Living, 2022.
Directed by Oliver Hermanus.
Starring Bill Nighy, Aimee Lou Wood, Alex Sharp, Tom Burke, Adrian Rawlins, Oliver Chris, Michael Cochrane, Zoe Boyle, Lia Williams, Richard Cunningham, Ffion Jolly, Jamie Wilkes, John MacKay, Celeste Dodwell, Hubert Burton, Anant Varman, Jessica Flood, John Mackay, Jonathan Keeble, Barney Fishwick, Patsy Ferran, Eunice Roberts, and Nichola McAuliffe.
SYNOPSIS:
A veteran civil servant and bureaucratic cog in the rebuilding of Britain post-WWII, Williams expertly pushes paperwork around a government office only to reckon with his existence when he’s diagnosed with a fatal illness.
Upon the bureaucrats making their daily commute to London County Hall in Living, the personnel appears to be working. However, the stacks of paper in every direction suggest otherwise. Led by Williams (an empty and existentially moving Bill Nighy), no one really has much interest in getting any work done. The lackadaisical effort is so extreme that the only female coworker, Aimee Lou Wood’s Margaret, has amusingly come up with cheeky nicknames related to the various ways her coworkers pull up a façade of keeping busy, like “the hoverer” for the man that holds his pen in place over a piece of paper without actually writing anything on it.
During a heartfelt conversation and tender moment of honesty, Margaret reveals to Williams that her nickname for him is “zombie.” For roughly 30 years, the man has come into work every day at the same mundane position yielding nonexistent results. It’s hardly living. Williams has now been diagnosed with a terminal illness that has him rethinking the past and his current existence to such a degree that he ups and stops coming to work for months. It’s time to discover what living really means.
If the plot sounds so earlier, director Oliver Hermanus and screenwriter Kazuo Ishiguro are adapting Akira Kurosawa’s Ikiru, translating it to 1950s England. The remake largely succeeds due to the quietly powerful performance from Bill Nighy, as Williams hides his cancer from his self-centered son and daughter-in-law there only seem to care about how he can benefit them while going out for a night on the town with Tom Burke’s Sutherland, a stranger from a diner that seems to be living the high life. The journey takes them to a nightclub, where Williams eventually realizes spending time this way is also not really his speed.
Following that, Williams runs into Margaret on the street, who still needs a reference signed for an assistant manager job at a restaurant she plans to shift over to. While writing the letter of recommendation and conversing with her, he also latches onto her zest for life, quickly becoming attached to her, making for a simultaneously cute, devastating, and awkward dynamic for Margaret considering how the general public might interpret their spending entire days together.
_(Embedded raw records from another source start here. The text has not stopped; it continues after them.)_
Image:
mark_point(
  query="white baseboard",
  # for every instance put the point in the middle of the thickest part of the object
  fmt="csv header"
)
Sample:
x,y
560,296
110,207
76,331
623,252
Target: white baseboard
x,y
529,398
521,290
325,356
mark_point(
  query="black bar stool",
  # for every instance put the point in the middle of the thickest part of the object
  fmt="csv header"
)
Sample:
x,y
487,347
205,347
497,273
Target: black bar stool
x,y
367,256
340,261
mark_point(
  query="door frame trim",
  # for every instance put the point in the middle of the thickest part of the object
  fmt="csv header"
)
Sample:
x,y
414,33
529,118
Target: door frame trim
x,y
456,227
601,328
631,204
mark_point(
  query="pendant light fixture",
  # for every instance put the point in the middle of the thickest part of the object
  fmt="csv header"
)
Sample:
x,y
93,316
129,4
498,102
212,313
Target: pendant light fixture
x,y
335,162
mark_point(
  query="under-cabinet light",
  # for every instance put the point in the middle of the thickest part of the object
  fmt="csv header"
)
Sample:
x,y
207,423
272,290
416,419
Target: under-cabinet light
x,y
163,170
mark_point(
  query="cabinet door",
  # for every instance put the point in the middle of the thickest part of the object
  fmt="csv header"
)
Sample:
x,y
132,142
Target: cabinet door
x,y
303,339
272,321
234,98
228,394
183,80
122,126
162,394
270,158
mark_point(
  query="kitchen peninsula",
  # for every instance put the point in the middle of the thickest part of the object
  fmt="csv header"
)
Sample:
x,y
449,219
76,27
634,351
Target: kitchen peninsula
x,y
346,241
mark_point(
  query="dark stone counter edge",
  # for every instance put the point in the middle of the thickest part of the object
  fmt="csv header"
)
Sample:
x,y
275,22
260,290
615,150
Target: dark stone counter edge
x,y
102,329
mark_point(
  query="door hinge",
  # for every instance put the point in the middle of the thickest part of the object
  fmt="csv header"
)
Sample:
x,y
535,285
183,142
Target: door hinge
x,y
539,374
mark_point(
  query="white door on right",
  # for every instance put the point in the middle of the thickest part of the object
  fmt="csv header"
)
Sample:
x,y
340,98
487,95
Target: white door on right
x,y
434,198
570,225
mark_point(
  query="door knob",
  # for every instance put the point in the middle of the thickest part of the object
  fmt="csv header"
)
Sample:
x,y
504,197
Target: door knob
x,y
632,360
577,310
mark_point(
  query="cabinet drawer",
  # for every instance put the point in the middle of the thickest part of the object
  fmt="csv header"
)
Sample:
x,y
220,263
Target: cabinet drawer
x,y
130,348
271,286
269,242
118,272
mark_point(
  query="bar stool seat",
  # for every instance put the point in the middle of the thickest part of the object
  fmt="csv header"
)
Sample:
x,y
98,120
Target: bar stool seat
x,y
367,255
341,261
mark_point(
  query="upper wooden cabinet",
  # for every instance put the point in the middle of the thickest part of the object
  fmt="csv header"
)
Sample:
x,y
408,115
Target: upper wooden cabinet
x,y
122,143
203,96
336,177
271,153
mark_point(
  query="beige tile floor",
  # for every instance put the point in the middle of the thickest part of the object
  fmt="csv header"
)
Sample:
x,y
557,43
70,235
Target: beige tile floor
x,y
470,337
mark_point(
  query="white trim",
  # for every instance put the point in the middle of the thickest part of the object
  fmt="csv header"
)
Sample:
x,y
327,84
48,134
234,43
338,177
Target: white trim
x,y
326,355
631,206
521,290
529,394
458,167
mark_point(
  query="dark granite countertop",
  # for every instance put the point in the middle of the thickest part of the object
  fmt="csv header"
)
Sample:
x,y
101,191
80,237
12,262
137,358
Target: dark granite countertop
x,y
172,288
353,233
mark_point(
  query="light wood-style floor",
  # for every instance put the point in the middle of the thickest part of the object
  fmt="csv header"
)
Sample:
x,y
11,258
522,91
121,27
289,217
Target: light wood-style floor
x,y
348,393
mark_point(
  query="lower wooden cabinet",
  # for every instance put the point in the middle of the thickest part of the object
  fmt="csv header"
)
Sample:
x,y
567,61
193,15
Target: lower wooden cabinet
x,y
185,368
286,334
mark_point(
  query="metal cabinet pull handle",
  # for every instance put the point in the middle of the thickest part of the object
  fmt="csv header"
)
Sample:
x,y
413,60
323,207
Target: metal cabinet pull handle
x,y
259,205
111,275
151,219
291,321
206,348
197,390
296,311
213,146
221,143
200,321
There’s a point where Margaret, for as much as she is enjoying herself, explicitly states she has to go home now, while Williams, who does not want to go home and be alone with his dark and lonely thoughts, suggests having a drink together as one last stop for the day. It’s a low-key devastating moment simply because it would almost feel unbearable to hear Margaret say no, even though she has real and legitimate concerns over his clinginess.
There also happens to be a group of women lobbying to build a children’s playground for God knows how long, getting the runaround all over the building every time they try to push the movement forward. During his first day on the job, Alex Sharp’s Peter escorts them through practically every department, inevitably circling back to his floor that apparently can’t do anything. And while Williams decides that if he puts all his remaining energy into accomplishing this task, he will leave something beautiful and useful behind for the world, there is also a soul-crushing parallel; Pewter will become the next Williams if he works the job with the same bare minimum effort.
Aside from the nuanced and compelling performances, the swelling score from Emilie Levienaise-Farrouch and thoroughly detailed period piece costume design from Sandy Powell also add necessary liveliness to a film that somewhat requires its characters to be boring on paper. The journey those characters are on is anything but boring, but the bureaucratic setting doesn’t exactly allow them to be exciting. If anything, it’s actually immersive, just how authentic the film captures the dullness of the job.
A choice in the third act allows much of Living to be told from alternate perspectives (although there are still occasional scenes with Williams). Still, the film questionably changes tone into something a bit too mawkish, a bad trade-off for the stirring realism on display during the first hour. However, the story itself is so moving and life-affirming, with gently brilliant work from Bill Nighy (and a terrific supporting cast), that the total shift isn’t as jarring as it first appears. Living will have one feeling more alive once the credits roll.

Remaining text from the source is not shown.